The World War II Monument. Just south of the Novgorod Kremlin today on a hill overlooking the Volkhov is an imposing memorial to the brave soldiers who fought along the Novgorod front against the Nazis. Designed by architect A. Dushkin and sculptors G. Neroda and A. Filippova, it is a good example of Socialist Realism in decline, which makes an intriguing effort to juxtapose appropriate images from early Russian military history with those from modern times. Hence the plaza has a tank and anti-aircraft guns, while the leaping warrior on his horse is trampling beneath its feet a swastika (which also conveniently serves to hold up the horse) - echoes of St. Vladimir trampling pagan idols or Dmitrii Donskoi with his foot on a Tatar. The top of the monument has a viking ship (or, should we not assume a ship full of medieval Russian - as opposed to Scandinavian - warriors? It just would not do to have a boatload of Germanic types here). And, most interestingly, the plaques on the side of the monument, both designed in a kind of Old Russian idiom with Slavonic letters, provide parallel invocations of medieval armored warriors and the tank battalions of Soviet armored divisions.

00novg16.jpg (26146 bytes) 00novg17.jpg (16016 bytes) 00novg18.jpg (61740 bytes)

00novg47.jpg (42831 bytes) 00novg48.jpg (47514 bytes) 00novg49.jpg (63489 bytes)

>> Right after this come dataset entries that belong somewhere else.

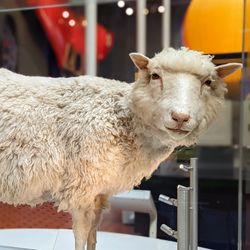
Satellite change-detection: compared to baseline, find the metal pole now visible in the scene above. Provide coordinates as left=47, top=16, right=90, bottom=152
left=190, top=158, right=198, bottom=250
left=162, top=0, right=171, bottom=48
left=85, top=0, right=97, bottom=76
left=136, top=0, right=147, bottom=54
left=177, top=185, right=190, bottom=250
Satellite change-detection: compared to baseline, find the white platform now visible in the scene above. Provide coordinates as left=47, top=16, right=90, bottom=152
left=0, top=229, right=210, bottom=250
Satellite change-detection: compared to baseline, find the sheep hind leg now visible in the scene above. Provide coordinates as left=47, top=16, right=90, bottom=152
left=87, top=195, right=108, bottom=250
left=71, top=209, right=95, bottom=250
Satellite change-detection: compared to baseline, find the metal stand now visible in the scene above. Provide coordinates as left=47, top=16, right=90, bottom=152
left=159, top=158, right=198, bottom=250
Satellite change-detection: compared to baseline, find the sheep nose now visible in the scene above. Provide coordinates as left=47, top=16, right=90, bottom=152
left=171, top=112, right=190, bottom=127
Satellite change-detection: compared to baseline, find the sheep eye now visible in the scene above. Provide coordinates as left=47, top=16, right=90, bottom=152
left=204, top=80, right=212, bottom=86
left=151, top=73, right=160, bottom=80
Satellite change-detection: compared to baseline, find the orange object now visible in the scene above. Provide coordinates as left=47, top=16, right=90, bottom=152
left=183, top=0, right=250, bottom=54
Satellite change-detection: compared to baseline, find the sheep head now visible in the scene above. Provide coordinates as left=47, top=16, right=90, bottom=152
left=130, top=48, right=242, bottom=145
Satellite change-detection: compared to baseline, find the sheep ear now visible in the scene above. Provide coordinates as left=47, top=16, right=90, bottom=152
left=129, top=53, right=150, bottom=69
left=215, top=63, right=242, bottom=78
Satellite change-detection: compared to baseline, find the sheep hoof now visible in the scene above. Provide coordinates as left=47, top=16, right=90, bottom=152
left=87, top=242, right=96, bottom=250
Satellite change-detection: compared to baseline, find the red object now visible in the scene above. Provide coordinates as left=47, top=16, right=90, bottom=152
left=26, top=0, right=113, bottom=74
left=0, top=203, right=72, bottom=228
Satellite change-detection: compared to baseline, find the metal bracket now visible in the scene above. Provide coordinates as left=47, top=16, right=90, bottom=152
left=159, top=158, right=198, bottom=250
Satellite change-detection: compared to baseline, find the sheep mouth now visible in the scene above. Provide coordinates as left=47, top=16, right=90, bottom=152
left=167, top=128, right=190, bottom=135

The Shrine to Mariia Mikhailovna. The monuments most people notice are the public ones associated with political or military heroes or otherwise evoking national glory. The Orthodox Church, of course, had its own heroes in the saints and individuals who may not have been canonized but in popular eyes enjoyed saintly status. Given Orthodox strictures against three-dimensional sculpture, free-standing statues of the holy men and women of the church were rare, except in some places in the Russian north. Icons, of course, were quite another matter; certain images of Biblical figures and the saints acquired the reputation of being wonder-working and were the objects of special veneration. Beginning in the seventeenth century, and then with some intensity in the immediate aftermath of Peter the Great's church reform, the Church made an effort, which ultimately proved to be unsuccessful, to limit the veneration of many local holy individuals and icons. However, Russian popular belief was a force which could not be so curbed, and there is clear evidence that "popular" belief was not confined to the simple masses but also was shared by the elite. A particular category of popularly venerated holy individuals were the iurodivye or "fools in Christ," whose antic behavior and mortification of the flesh gave them a reputation of particular piety. Perhaps the best known of these was Basil the Blessed, after whom in popular parlance the well-known church in Red Square in Moscow came to be known. The upper right of the Ushakov icon shown above includes iurodivye as two of the most venerated of Moscow's saints, one of them being St. Basil. Those familiar with Musorgskii's opera "Boris Godunov" will remember the holy fool who has the temerity to confront Boris about his evil deeds and then laments Russia's fate as the False Dmitrii approaches Moscow.

Iurodivye continued to appear in Russia in the Imperial period; one who acquired some following even in the circles of the elite was Mariia Mikhailovna. Among those who believed in her special powers and visited her was the last Empress of Russia, Aleksandra. Mariia Mikhailovna lived part of her life in the Convent of the Tithe in Novgorod, where she died on 29 January 1918. All that remains of the convent is the bell-tower and one of the outlying buildings. In what was once its courtyard can be seen the ruins of its church, in front of which a simple cross commemorates Mariia Mikhailovna.